Americans have produced salt ware since early 1700s in Pennsylvania, Virginia and American Stoneware became the predominant American houseware during the 19th century. Today, North and South Carolina are well known for continuing salt fire production.

Salt firing is one ceramic process that was created outside of Japan and carried to their culture in the early 1900s. This method is one that is continuing to be used for experimentation and creativity in the field of ceramics and pottery. Modern potters and ceramists continue to explore many of the old techniques. One should keep in mind that this method is hard on contemporary electric kilns in that the fumes are corrosive and destructive to the kiln interiors. Most craftsmen opt to use gas kilns, specialty or home made kilns when using various salt methods.

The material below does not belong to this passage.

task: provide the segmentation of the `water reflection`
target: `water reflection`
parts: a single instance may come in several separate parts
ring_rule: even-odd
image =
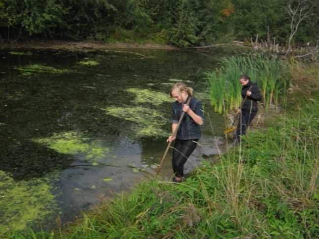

The process is quite simple. Salt fumes have a profound effect on clay when subjected to heat. When temperatures in the kiln reach the melting point of salt at about 1660 degrees F, salt is introduced by using the peepholes or quickly lifting the lid and tossing in some common rock salt. When the temperatures reach as high as 2350 degrees F, salt becomes a vapor in the kiln interior giving off a by-product of hydrochloric acid. This produces a semi-vitreous state with a random surface coloration over the ware.

CAUTION: Salt/fumes can cause corrosion and damage to interior of electric kilns, most specifically the elements.

Salt firing can be done in a one or two firing process. In other words, it can be done with greenware or with bisque ware.

Artists and craftsmen have tried various other methods to create unusual salt ware and pottery. These methods include soaking the bisque ware in a salt brine before firing it or taking ropes or other materials that have been soaked in brine and wrapping the bisque ware with them then firing. Salt, in liquid form, can also be added to colored clay slip or sprinkled on bisque ware in pottery containers called saggars.